Games like Little Devil Inside, an otherworldly adventure title that looked unlike any video game I've ever seen, sat comfortably alongside games like Horizon Forbidden West, a game that will set new benchmarks in a more traditional sense.
The future of games
In focusing on the games exclusively, Sony broadly sidestepped questions that might play more to Microsoft's strengths with the Xbox Series X. Microsoft is making big bets on both cloud and subscription gaming. Its Project xCloud will let you stream games like Forza Horizon 4 on your phone, while Game Pass is essentially Netflix for games. Will PlayStation Now emerge as a competitor to Project xCloud? What's Sony's answer to Game Pass, the service that Xbox Chief Phil Spencer believes might be more important than the Xbox Series X console itself in the long run?
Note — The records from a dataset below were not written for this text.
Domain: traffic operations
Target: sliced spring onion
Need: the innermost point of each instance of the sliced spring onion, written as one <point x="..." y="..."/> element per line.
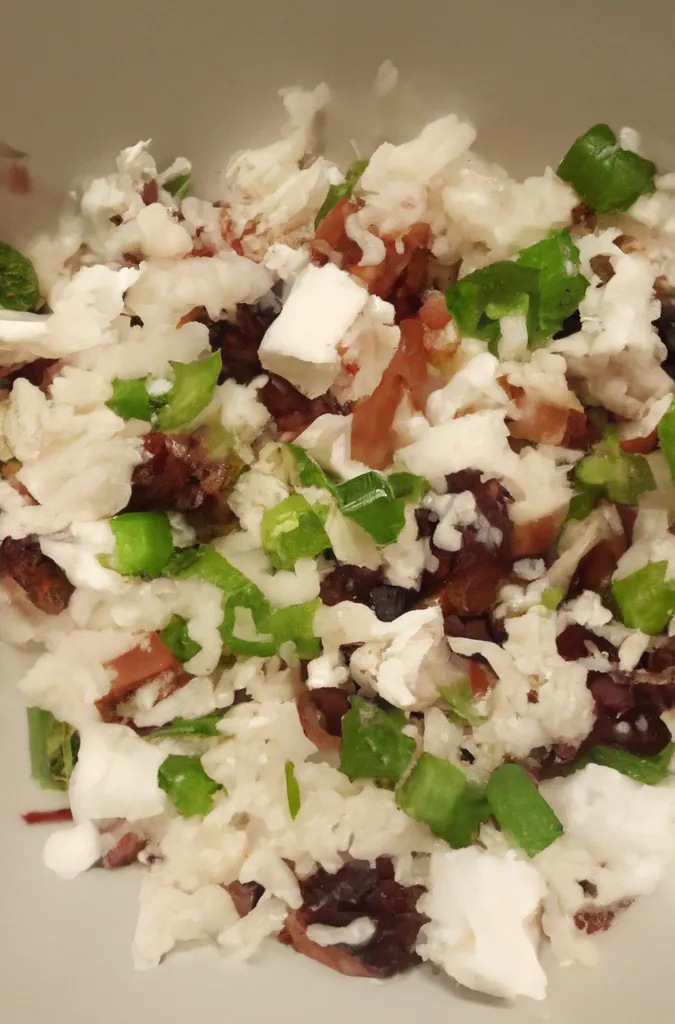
<point x="207" y="725"/>
<point x="186" y="784"/>
<point x="561" y="285"/>
<point x="520" y="809"/>
<point x="292" y="791"/>
<point x="645" y="598"/>
<point x="605" y="176"/>
<point x="296" y="624"/>
<point x="622" y="476"/>
<point x="648" y="770"/>
<point x="143" y="543"/>
<point x="179" y="186"/>
<point x="343" y="190"/>
<point x="368" y="500"/>
<point x="19" y="288"/>
<point x="438" y="794"/>
<point x="373" y="743"/>
<point x="53" y="749"/>
<point x="459" y="697"/>
<point x="666" y="431"/>
<point x="194" y="386"/>
<point x="177" y="639"/>
<point x="131" y="400"/>
<point x="292" y="529"/>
For a presentation titled "The Future of Games", this was very much a presentation rooted in the here and now: This is the console and these are the games you will play. Sony is promising further details in later presentations, but it's easy to wonder. Is this the point at which Microsoft and Sony diverge paths? One more focused on video games as a service, the other committed to building the best possible library of traditional exclusives.
The PS5's physical design seems to suggest that. Microsoft is banking on the traditional home console slowly disappearing from view, replaced with cloud gaming and a monthly subscription model. Sony wants to keep the good times rolling.
Gaudy, white and unmissable, the PS5 is a bold departure from previous consoles designed to blend with other devices sitting quietly beneath your television. This is exactly what teenage me expected consoles to look like back in 1999. It says, loud and proud, "Hey it's me, the PS5, I play those video games you've heard so much about."
Again: Sony playing to its strengths.